Nuovo ospedale, i grillini invocano la mobilitazione

I 5 Stelle chiamano a raccolta i cittadini: «Mastromauro è fuori dalla realtà I fondi regionali restano congelati, rischiamo di avere solo un pronto soccorso»
GIULIANOVA. Il Movimento 5 stelle non molla e chiama a raccolta la cittadinanza in difesa dell’ospedale. Nel mirino dei pentastellati finiscono le recenti affermazioni del sindaco Francesco Mastromauro ritenute fuori dalla realtà. «Si continua a far finta che sulla sorte dell’ospedale non ci siano problemi», attacca la consigliera comunale Margherita Trifoni, «quando invece la delibera regionale del 15 novembre scorso a firma dell’assessore Silvio Paolucci parla chiaro».
L’atto, ribadisce il Movimento, congela i fondi da destinare alla nuova struttura sanitaria giuliese e comunque le risorse necessarie non compaiono tra quelle già stanziate per i vari interventi. «Perché la Asl proprio ora parla di ospedale unico per tutta la provincia da ubicare a Selva Piana di Mosciano Sant’Angelo?», domanda la grillina, secondo cui l’intenzione è di ridurre l’ospedale di Giulianova ad un semplice pronto soccorso, nonostante il raddoppio di popolazione e di potenziale utenza su tutta la costa interessata durante l’estate. Dunque, fa sapere la consigliera, «la provincia di Teramo sarà l’unica a servirsi di un solo ospedale, mentre quello di Penne, ubicato nel collegio elettorale di D’Alfonso, verrà salvato dalla scure dei tagli». I grillini tirano in ballo anche la recente visita dell’assessore Paolucci ad Avezzano per illustrare il progetto della nuova struttura sanitaria marsicana, mentre con i giuliesi farebbe «orecchie da mercante» nel fissare la data del consiglio comunale straordinario sulla sanità al fine di rendere edotta la città sul futuro dell’ospedale. Secondo i 5 Stelle la struttura di Giulianova deve restare funzionale e non à ammissibile il rimpallo di responsabilità che il Pd e Mastromauro vorrebbero addossare alla Asl.
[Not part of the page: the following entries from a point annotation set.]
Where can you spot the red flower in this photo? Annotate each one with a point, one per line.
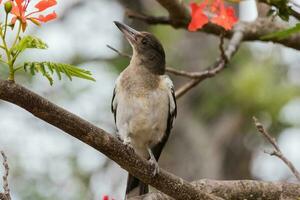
(106, 197)
(222, 16)
(199, 19)
(226, 17)
(20, 7)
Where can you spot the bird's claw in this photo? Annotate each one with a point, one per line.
(154, 163)
(128, 145)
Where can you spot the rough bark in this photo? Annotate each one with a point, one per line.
(179, 17)
(240, 190)
(100, 140)
(127, 159)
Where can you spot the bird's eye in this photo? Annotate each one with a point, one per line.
(144, 41)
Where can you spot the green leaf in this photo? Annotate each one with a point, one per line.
(30, 42)
(47, 69)
(280, 35)
(283, 8)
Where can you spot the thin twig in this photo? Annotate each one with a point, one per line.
(276, 152)
(5, 176)
(218, 66)
(221, 47)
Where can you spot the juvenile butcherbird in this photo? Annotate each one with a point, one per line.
(143, 102)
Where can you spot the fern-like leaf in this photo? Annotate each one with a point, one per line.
(47, 69)
(30, 42)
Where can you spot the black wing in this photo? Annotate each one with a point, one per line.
(157, 149)
(114, 105)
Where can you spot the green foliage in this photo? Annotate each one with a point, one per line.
(283, 9)
(261, 89)
(29, 42)
(47, 69)
(280, 35)
(248, 86)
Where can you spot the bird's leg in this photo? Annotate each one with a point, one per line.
(153, 162)
(127, 143)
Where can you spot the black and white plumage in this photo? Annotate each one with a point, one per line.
(143, 102)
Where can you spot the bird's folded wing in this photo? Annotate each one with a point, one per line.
(114, 100)
(157, 149)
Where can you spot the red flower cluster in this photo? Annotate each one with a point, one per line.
(106, 197)
(19, 9)
(221, 15)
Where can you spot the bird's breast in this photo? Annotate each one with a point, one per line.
(143, 116)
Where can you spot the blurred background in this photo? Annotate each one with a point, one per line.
(213, 136)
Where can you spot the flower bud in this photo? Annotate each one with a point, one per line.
(8, 6)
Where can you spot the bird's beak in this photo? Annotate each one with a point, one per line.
(129, 33)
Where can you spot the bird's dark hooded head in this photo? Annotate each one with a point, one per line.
(147, 50)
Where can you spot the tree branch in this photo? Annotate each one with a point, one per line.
(219, 65)
(276, 152)
(101, 141)
(127, 159)
(253, 31)
(239, 189)
(294, 13)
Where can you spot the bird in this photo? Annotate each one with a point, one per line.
(143, 102)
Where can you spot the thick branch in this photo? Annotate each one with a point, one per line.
(277, 152)
(241, 189)
(100, 140)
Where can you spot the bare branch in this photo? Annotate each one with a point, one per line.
(146, 18)
(239, 189)
(277, 152)
(294, 13)
(101, 141)
(253, 31)
(6, 193)
(218, 66)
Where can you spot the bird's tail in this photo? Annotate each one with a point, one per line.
(134, 183)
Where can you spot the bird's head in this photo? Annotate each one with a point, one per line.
(147, 50)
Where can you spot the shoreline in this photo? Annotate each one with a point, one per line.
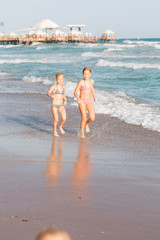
(103, 187)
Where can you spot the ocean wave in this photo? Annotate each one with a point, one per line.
(127, 109)
(105, 63)
(33, 79)
(124, 107)
(106, 53)
(141, 43)
(4, 73)
(42, 60)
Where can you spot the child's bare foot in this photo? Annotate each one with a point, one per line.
(87, 128)
(61, 130)
(56, 134)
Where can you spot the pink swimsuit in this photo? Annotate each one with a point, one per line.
(83, 88)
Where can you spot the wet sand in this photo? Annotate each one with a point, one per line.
(106, 186)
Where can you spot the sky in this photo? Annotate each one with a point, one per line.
(128, 19)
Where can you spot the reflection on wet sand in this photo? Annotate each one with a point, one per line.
(82, 165)
(55, 161)
(81, 170)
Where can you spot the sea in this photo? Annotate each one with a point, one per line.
(126, 74)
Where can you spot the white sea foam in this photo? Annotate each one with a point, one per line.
(124, 107)
(43, 60)
(128, 109)
(142, 43)
(105, 53)
(4, 73)
(105, 63)
(33, 79)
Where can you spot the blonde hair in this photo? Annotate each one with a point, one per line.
(87, 68)
(53, 232)
(59, 74)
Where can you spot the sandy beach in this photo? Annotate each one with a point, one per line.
(106, 186)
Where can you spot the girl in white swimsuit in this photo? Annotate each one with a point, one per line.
(57, 93)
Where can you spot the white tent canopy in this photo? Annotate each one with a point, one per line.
(38, 33)
(58, 32)
(74, 32)
(45, 24)
(11, 34)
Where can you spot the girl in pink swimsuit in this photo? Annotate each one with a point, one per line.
(85, 99)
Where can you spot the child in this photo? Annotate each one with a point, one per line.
(85, 101)
(57, 93)
(53, 234)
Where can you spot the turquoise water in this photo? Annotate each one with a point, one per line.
(126, 74)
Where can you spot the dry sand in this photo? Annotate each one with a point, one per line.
(106, 186)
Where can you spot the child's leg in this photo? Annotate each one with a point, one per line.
(91, 113)
(82, 108)
(55, 115)
(62, 112)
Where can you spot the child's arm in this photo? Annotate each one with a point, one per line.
(77, 90)
(49, 93)
(93, 92)
(64, 98)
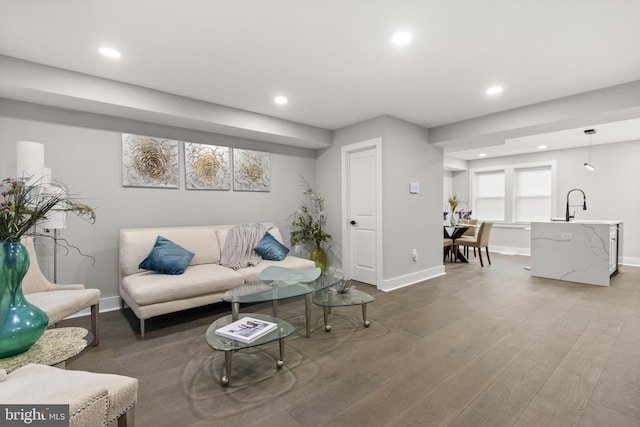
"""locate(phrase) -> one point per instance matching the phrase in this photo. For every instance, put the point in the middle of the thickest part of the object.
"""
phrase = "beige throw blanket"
(238, 248)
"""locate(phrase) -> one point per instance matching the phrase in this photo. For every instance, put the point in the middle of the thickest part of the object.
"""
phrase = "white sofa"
(204, 281)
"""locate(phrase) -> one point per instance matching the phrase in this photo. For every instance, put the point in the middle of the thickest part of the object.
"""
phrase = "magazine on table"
(246, 329)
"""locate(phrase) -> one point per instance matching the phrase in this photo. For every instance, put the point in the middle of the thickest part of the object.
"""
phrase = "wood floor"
(478, 347)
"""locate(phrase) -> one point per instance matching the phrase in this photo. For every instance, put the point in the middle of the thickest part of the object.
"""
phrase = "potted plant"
(308, 224)
(23, 206)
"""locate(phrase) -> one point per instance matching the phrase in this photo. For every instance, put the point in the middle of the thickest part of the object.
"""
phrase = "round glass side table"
(330, 297)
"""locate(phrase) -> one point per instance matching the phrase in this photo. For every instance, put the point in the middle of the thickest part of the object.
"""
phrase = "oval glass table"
(275, 290)
(330, 297)
(228, 345)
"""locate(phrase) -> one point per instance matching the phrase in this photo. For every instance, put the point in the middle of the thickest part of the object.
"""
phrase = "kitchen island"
(577, 251)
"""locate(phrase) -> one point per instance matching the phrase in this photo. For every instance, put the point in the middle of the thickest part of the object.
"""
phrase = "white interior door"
(362, 213)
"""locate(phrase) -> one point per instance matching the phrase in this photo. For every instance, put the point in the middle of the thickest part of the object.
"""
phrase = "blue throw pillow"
(270, 249)
(166, 257)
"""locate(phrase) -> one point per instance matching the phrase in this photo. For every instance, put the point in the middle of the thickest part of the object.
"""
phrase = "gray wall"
(84, 152)
(409, 220)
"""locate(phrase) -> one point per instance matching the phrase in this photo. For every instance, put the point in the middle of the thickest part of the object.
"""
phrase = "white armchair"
(56, 300)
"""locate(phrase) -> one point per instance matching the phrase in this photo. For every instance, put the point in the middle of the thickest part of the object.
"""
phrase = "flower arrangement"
(24, 205)
(308, 222)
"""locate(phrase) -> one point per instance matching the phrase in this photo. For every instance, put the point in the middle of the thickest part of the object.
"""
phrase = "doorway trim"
(375, 143)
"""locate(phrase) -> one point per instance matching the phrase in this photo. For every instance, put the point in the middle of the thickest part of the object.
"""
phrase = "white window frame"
(510, 196)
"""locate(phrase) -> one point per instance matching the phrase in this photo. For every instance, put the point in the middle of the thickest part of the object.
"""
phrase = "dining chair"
(471, 232)
(57, 300)
(481, 241)
(447, 247)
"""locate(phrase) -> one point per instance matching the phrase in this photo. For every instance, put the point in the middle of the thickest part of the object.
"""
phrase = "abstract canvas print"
(206, 167)
(251, 170)
(148, 161)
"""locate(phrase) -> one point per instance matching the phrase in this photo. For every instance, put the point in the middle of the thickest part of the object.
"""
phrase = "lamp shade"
(30, 161)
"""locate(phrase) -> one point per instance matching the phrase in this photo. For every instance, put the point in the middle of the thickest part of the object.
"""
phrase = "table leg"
(326, 311)
(227, 368)
(364, 316)
(280, 362)
(307, 313)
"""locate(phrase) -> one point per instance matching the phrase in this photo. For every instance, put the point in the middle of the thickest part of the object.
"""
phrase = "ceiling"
(605, 133)
(333, 59)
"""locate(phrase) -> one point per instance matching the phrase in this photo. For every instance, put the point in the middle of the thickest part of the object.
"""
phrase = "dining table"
(453, 232)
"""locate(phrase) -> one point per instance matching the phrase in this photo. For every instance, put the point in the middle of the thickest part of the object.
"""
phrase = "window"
(514, 193)
(490, 192)
(532, 188)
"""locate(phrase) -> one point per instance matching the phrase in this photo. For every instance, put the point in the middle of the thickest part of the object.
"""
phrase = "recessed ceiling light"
(280, 100)
(494, 90)
(109, 52)
(402, 38)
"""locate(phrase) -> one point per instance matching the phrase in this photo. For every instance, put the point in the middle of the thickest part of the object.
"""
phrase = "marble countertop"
(583, 221)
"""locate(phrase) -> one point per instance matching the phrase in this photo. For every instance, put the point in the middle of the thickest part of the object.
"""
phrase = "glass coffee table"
(274, 291)
(330, 297)
(228, 345)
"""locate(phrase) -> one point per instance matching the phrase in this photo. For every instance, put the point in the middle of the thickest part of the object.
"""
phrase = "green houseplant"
(308, 224)
(23, 206)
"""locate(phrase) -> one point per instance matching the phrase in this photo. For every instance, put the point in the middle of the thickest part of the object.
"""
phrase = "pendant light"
(588, 164)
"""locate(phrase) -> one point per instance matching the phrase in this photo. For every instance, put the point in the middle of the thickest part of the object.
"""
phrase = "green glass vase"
(21, 323)
(319, 256)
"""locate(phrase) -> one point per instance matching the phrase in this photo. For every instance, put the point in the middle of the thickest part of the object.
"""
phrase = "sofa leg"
(127, 419)
(95, 324)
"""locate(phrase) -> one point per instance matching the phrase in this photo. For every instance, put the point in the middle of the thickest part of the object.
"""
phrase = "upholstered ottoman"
(94, 399)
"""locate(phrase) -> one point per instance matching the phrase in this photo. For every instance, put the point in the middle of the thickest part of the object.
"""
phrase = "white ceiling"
(605, 133)
(333, 59)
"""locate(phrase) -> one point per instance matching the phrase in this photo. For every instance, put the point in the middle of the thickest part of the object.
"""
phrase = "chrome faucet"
(568, 217)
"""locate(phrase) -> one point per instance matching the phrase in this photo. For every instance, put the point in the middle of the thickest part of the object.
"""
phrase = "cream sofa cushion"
(136, 243)
(151, 288)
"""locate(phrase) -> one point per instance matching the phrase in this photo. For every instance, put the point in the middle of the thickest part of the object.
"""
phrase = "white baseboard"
(106, 304)
(410, 279)
(633, 262)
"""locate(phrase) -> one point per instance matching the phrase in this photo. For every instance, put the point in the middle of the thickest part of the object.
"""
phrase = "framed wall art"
(206, 167)
(251, 170)
(149, 162)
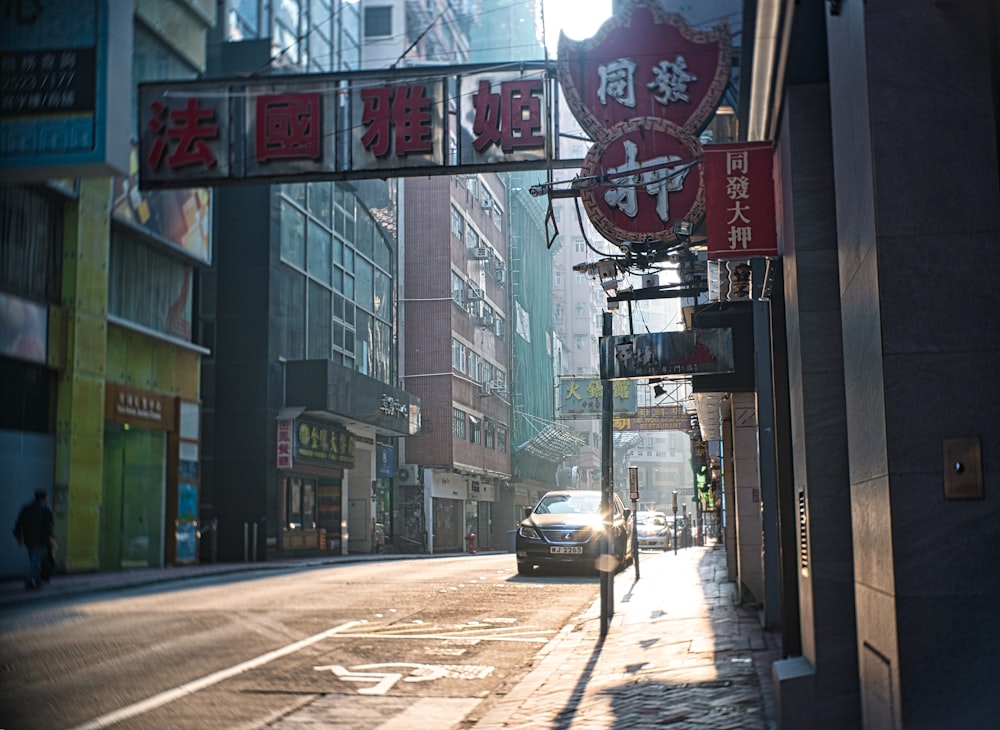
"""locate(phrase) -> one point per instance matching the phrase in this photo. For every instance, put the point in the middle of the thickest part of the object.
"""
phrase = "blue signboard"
(65, 85)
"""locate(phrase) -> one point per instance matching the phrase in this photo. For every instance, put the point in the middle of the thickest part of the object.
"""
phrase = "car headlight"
(529, 532)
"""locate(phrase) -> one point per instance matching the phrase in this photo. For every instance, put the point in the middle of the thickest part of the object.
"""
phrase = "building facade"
(301, 316)
(101, 366)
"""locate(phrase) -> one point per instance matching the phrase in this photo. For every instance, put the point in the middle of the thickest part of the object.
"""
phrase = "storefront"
(149, 508)
(336, 457)
(311, 459)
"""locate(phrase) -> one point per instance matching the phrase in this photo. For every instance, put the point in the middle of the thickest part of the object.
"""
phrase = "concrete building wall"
(818, 414)
(913, 90)
(747, 512)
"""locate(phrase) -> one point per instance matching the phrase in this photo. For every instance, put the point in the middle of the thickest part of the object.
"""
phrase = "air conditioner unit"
(409, 475)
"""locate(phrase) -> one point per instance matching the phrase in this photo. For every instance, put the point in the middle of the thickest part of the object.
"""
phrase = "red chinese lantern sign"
(643, 87)
(739, 200)
(641, 177)
(645, 63)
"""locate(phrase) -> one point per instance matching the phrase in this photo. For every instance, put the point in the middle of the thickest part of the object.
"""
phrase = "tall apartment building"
(300, 312)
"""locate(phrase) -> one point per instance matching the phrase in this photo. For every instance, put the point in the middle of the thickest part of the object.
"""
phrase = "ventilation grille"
(803, 535)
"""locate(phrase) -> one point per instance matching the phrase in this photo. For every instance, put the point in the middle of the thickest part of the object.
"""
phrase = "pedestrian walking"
(33, 529)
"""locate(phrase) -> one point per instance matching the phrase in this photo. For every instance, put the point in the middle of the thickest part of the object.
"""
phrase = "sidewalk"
(678, 653)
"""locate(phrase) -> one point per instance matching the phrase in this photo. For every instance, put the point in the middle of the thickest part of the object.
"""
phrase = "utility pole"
(607, 490)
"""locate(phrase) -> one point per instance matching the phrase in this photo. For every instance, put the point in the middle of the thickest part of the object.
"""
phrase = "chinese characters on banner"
(643, 87)
(583, 397)
(339, 124)
(739, 200)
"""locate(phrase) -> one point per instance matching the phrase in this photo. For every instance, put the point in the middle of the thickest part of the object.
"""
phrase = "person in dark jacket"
(33, 529)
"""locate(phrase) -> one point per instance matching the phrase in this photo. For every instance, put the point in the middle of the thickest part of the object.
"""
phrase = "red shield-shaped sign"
(645, 63)
(641, 179)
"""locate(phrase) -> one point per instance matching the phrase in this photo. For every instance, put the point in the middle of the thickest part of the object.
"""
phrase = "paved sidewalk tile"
(678, 653)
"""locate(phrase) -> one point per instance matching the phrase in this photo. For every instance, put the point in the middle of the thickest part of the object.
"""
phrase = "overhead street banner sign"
(360, 124)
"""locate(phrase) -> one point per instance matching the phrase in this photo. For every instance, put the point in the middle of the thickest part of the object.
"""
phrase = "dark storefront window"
(148, 287)
(300, 504)
(31, 229)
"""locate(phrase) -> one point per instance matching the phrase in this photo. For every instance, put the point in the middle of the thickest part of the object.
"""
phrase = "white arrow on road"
(382, 682)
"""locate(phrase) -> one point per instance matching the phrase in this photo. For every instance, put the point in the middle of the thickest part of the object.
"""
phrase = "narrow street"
(367, 642)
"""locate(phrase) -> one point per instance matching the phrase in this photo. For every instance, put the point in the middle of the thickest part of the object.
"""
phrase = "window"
(148, 287)
(458, 356)
(300, 504)
(378, 21)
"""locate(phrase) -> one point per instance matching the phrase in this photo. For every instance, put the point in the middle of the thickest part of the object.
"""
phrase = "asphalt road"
(419, 643)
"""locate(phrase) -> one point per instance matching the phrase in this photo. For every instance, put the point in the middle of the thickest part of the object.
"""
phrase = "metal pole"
(607, 454)
(635, 540)
(675, 521)
(633, 488)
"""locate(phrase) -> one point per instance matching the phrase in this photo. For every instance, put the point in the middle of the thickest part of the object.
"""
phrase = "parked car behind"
(564, 530)
(654, 531)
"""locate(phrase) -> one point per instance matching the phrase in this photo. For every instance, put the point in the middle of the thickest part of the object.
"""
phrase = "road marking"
(382, 682)
(197, 685)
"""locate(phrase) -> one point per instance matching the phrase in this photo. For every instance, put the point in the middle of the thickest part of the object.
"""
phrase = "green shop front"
(336, 450)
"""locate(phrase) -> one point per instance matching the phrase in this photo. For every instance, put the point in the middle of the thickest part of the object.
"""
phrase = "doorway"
(132, 508)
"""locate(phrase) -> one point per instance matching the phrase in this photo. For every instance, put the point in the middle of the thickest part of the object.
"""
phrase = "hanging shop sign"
(583, 397)
(654, 418)
(361, 124)
(140, 408)
(321, 444)
(739, 200)
(643, 87)
(667, 353)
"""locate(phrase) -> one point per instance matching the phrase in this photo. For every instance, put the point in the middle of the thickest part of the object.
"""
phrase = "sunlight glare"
(576, 19)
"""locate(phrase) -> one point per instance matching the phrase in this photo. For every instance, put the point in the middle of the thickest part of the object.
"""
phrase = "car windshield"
(562, 504)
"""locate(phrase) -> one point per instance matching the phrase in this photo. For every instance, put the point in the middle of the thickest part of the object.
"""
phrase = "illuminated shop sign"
(739, 201)
(582, 397)
(644, 87)
(667, 353)
(321, 443)
(334, 126)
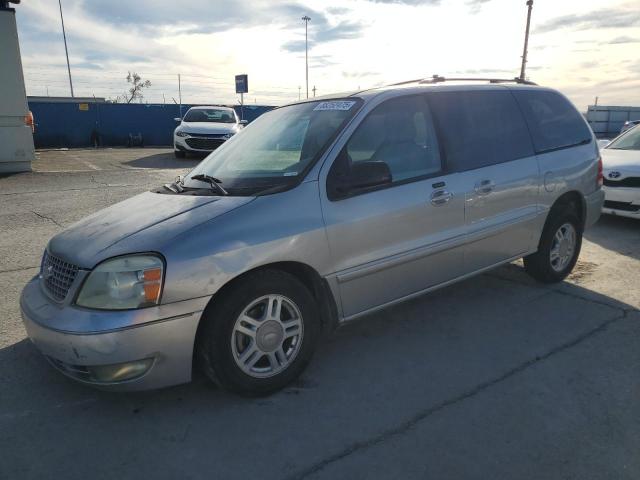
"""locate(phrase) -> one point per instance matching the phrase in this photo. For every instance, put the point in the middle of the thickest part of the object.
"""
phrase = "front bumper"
(163, 337)
(622, 202)
(197, 144)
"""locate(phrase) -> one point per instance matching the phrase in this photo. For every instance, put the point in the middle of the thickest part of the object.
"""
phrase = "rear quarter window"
(553, 121)
(480, 128)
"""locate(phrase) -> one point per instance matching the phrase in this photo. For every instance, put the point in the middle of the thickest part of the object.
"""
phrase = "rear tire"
(558, 250)
(260, 335)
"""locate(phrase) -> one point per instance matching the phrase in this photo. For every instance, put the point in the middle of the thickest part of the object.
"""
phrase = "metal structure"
(66, 50)
(526, 40)
(439, 79)
(306, 19)
(607, 121)
(83, 122)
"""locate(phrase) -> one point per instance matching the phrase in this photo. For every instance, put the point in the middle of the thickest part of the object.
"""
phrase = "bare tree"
(137, 84)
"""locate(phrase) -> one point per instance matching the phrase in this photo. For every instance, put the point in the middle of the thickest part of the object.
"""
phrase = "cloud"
(200, 16)
(597, 19)
(623, 39)
(325, 33)
(360, 74)
(408, 2)
(476, 5)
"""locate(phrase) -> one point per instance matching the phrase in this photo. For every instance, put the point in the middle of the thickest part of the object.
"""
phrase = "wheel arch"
(573, 200)
(306, 274)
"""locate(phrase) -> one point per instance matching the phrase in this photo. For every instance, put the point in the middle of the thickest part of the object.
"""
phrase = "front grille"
(57, 276)
(629, 182)
(205, 143)
(624, 206)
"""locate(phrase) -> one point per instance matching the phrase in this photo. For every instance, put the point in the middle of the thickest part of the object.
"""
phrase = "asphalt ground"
(497, 377)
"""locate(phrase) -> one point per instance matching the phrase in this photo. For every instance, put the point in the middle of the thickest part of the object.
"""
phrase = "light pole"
(66, 51)
(306, 50)
(526, 40)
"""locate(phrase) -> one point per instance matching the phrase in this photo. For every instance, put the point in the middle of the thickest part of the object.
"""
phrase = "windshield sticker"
(339, 105)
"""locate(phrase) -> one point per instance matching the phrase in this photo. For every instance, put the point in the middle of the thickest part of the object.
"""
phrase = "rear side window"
(400, 133)
(553, 121)
(480, 128)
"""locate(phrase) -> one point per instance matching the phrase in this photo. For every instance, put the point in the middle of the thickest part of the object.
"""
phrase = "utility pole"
(306, 19)
(180, 95)
(526, 40)
(66, 51)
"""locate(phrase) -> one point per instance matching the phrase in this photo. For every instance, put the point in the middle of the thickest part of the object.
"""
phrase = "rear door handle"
(440, 197)
(484, 187)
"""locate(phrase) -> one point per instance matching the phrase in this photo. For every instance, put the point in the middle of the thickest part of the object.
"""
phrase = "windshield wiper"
(176, 186)
(214, 182)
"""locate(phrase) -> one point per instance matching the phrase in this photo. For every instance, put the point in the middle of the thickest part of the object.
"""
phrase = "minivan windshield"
(628, 141)
(218, 115)
(275, 151)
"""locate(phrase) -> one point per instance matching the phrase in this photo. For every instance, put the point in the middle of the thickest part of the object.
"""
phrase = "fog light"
(120, 372)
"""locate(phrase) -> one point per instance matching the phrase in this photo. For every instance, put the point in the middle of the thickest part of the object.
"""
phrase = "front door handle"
(484, 187)
(440, 197)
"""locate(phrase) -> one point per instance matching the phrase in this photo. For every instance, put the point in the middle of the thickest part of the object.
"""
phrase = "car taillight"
(600, 174)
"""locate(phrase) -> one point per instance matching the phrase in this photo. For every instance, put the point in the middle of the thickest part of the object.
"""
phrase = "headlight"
(123, 283)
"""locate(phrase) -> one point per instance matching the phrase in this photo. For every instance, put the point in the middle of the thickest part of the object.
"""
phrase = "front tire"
(559, 248)
(260, 335)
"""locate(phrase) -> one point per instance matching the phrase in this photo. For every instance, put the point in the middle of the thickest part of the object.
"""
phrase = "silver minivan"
(317, 213)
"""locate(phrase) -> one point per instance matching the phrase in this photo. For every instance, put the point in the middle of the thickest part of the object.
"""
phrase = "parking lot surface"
(495, 377)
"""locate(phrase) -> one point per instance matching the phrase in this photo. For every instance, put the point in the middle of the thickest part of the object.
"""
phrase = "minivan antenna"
(526, 40)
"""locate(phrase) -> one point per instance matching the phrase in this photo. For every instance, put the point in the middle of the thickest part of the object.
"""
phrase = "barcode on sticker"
(335, 105)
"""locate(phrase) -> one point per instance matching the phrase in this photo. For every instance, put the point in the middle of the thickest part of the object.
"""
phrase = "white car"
(203, 129)
(621, 163)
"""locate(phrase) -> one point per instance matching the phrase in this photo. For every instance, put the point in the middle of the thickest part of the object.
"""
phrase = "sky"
(584, 48)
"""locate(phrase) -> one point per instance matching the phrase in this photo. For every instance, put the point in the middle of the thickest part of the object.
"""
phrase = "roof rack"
(440, 79)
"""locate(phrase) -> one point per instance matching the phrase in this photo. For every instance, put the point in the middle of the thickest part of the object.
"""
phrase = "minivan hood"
(628, 160)
(122, 228)
(208, 127)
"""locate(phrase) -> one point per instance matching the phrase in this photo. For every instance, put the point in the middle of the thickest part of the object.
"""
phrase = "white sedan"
(621, 169)
(203, 129)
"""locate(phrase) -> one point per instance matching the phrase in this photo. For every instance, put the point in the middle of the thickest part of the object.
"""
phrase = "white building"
(16, 138)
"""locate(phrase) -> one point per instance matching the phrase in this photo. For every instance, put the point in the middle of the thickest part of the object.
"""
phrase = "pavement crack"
(478, 389)
(46, 218)
(615, 304)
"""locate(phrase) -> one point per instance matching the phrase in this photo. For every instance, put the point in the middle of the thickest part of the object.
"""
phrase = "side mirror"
(362, 176)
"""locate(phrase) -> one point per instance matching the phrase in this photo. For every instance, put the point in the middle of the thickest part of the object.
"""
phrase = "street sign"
(242, 83)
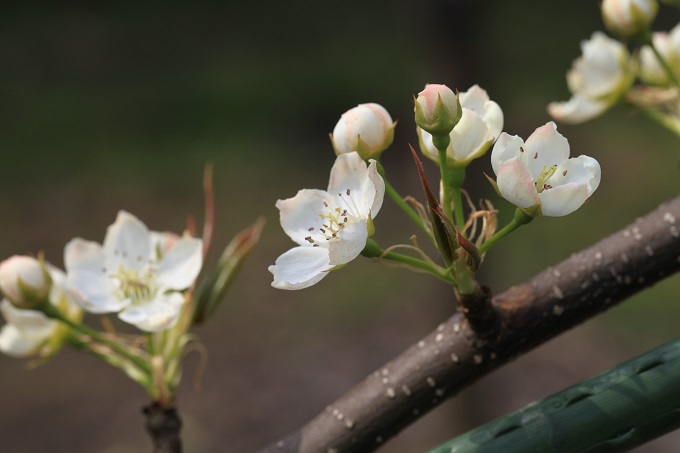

«E’ stato il Partito democratico regionale», osserva Margherita Trifoni, «a decretare la morte dell’ospedale giuliese e dobbiamo ribellarci tutti assieme contro questa decisione, impegnandoci sin da ora ad essere presenti al consiglio comunale straordinario dove chiediamo la presenza dell’assessore Paolucci e del presidente D’Alfonso». Sulla questione interviene anche il consigliere regionale grillino Riccardo Mercante che invita Regione e Asl a percorrere la strada della creazione di un ospedale unico nel Teramano che risulti baricentrico rispetto a tutti i comuni. «Sull’argomento», chiosa Mercante, «è vietato perdere altro tempo, mentre nelle altre province risulta già tutto pianificato».